ポケモン、クリーチャーズ、ディー・エヌ・エー(以下、DeNA)の合同プロジェクトでは、スマートフォン向けアプリ「Pokemon Trading Card Game Pocket(ポケポケ)」のサーバー基盤に、Googleのクラウドサービス「Google Cloud」を採用した。12月22日、Google Cloudが発表した。グローバル規模での同時接続に耐えうる安定したシステム環境を構築し、全世界のユーザーに対して遅延のない快適なプレイ体験を提供している。
ポケモンカードを手軽にコレクションできるアプリ「ポケポケ」は、2025年10月に累計1.5億ダウンロードを突破し、世界規模で支持を集めている。同タイトルは、パブリッシュと全体プロデュースを担うポケモン、カードゲーム開発を担うクリーチャーズ、そしてサーバー・アプリ開発と運用を担うDeNAの3社合同プロジェクトとしてスタートした。
世界各国での展開を見据えた同プロジェクトでは、数千万人規模に及ぶ膨大な同時接続ユーザーを支える高度な拡張性と、カードデータの一貫性を保証する強固なデータベース基盤の構築が不可欠だった。特に、ゲーム内でのパック開封やカードの管理など、データ更新が頻繁に発生する処理において、高い性能と信頼性を両立させることが課題となっていた。
検討の結果、DeNAはシステムの中心となるデータベースとして「Cloud Spanner」を採用した。
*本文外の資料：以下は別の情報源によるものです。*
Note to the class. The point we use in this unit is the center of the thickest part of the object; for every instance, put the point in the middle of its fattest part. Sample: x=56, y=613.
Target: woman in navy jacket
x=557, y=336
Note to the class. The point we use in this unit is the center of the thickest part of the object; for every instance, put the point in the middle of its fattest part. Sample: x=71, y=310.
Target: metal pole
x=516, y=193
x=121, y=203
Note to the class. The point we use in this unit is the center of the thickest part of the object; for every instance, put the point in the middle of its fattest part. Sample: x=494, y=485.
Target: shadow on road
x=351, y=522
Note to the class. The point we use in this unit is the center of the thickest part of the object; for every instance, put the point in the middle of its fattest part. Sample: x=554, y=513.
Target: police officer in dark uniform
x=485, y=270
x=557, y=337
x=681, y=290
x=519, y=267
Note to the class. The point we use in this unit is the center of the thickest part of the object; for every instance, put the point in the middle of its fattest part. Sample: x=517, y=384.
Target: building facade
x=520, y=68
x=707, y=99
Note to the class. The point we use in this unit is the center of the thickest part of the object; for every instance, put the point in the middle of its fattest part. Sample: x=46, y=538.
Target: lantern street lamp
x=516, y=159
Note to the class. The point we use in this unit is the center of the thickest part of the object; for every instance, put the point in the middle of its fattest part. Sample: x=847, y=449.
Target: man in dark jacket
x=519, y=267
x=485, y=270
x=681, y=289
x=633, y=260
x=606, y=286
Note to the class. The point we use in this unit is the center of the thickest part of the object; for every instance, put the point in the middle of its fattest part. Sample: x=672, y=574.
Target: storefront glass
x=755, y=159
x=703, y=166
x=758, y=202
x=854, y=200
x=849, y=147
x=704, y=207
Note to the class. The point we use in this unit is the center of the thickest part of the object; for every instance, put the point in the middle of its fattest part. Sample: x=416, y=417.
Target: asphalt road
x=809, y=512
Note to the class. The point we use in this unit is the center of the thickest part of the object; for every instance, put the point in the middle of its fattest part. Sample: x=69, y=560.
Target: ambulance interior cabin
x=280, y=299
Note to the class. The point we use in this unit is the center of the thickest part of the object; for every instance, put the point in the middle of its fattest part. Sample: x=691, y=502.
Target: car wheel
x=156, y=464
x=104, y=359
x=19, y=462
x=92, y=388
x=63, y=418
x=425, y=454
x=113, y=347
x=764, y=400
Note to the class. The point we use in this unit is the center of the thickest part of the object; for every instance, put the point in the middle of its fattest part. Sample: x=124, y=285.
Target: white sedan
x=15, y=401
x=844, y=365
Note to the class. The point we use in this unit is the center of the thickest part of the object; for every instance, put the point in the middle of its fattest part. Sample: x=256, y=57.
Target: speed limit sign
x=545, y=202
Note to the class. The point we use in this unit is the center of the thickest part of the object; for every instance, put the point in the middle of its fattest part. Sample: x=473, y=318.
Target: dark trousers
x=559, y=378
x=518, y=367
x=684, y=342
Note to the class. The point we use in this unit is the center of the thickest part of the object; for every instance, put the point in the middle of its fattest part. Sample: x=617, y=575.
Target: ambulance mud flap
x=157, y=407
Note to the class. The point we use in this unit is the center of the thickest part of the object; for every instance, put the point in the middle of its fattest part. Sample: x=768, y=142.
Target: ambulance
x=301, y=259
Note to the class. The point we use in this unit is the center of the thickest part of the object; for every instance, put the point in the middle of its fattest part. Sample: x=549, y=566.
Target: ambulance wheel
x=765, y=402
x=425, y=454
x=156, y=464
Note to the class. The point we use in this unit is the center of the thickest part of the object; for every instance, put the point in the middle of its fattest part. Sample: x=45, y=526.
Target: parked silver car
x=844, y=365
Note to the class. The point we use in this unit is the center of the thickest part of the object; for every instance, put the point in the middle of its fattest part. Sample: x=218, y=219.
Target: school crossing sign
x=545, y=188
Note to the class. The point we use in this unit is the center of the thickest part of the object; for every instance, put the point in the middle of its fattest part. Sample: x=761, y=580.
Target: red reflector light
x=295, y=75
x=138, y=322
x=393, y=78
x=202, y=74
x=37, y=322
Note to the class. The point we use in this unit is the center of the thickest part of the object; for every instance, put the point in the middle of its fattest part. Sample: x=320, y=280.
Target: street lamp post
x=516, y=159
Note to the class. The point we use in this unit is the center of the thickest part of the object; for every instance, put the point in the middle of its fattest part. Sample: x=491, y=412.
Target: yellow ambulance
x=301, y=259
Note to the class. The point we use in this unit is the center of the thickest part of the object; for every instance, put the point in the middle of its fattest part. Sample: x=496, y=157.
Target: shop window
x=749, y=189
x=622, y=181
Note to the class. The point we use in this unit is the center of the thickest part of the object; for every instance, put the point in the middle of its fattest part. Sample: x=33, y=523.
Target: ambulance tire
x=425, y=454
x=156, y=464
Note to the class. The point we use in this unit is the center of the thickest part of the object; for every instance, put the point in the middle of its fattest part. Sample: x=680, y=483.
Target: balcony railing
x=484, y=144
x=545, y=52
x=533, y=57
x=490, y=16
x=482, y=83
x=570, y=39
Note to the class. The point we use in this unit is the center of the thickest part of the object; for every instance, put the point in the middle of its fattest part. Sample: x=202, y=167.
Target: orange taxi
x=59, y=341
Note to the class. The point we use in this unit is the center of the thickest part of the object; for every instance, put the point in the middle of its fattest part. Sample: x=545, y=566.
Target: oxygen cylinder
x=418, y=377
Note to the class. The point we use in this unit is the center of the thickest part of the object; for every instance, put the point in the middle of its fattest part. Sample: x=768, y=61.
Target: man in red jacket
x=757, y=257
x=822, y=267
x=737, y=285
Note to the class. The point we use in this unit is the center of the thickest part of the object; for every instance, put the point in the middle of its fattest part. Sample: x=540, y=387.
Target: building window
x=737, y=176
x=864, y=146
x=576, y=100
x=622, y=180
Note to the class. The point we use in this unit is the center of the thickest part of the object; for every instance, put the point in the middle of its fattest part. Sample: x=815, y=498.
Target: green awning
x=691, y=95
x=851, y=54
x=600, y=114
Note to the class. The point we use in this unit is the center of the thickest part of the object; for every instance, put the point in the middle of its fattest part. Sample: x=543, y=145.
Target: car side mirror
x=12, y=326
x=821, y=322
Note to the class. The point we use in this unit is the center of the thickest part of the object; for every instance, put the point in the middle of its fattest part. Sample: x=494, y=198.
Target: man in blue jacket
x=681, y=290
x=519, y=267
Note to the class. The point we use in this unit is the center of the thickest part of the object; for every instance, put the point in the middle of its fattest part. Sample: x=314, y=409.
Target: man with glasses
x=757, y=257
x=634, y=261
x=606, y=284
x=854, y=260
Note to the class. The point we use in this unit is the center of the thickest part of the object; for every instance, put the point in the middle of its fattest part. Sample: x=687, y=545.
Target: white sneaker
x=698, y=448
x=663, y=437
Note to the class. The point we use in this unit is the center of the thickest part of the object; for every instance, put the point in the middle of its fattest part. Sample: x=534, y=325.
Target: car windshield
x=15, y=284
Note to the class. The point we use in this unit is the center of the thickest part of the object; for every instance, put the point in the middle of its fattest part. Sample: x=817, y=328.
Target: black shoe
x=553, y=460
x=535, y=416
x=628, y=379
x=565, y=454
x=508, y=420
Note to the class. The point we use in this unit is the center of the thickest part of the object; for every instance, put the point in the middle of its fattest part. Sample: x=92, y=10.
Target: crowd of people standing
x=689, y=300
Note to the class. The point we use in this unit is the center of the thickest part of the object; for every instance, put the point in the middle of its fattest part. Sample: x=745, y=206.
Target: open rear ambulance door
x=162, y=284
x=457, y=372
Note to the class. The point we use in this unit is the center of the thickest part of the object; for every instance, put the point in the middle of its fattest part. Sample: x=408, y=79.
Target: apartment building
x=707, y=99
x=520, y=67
Cloud Spannerは、グローバル規模での拡張性と強力な一貫性を兼ね備えており、大規模な負荷分散が可能だ。また、アプリケーション実行基盤のコンピューティングリソースには、Googleが独自開発したARMベースのプロセッサを搭載した「C4Aインスタンス」を選定した。
基盤の選定にあたっては、以前から同社のシステム基盤構築を支援しているDeNAの知見が活用された。C4Aインスタンスは従来のインスタンスと比較してコストパフォーマンスに優れており、大規模なサーバー群を運用する上での経済的なメリットが大きい点を高く評価した。また、Cloud Spannerの活用により、データベースの運用管理工数を大幅に削減できる点も採用の決め手となった。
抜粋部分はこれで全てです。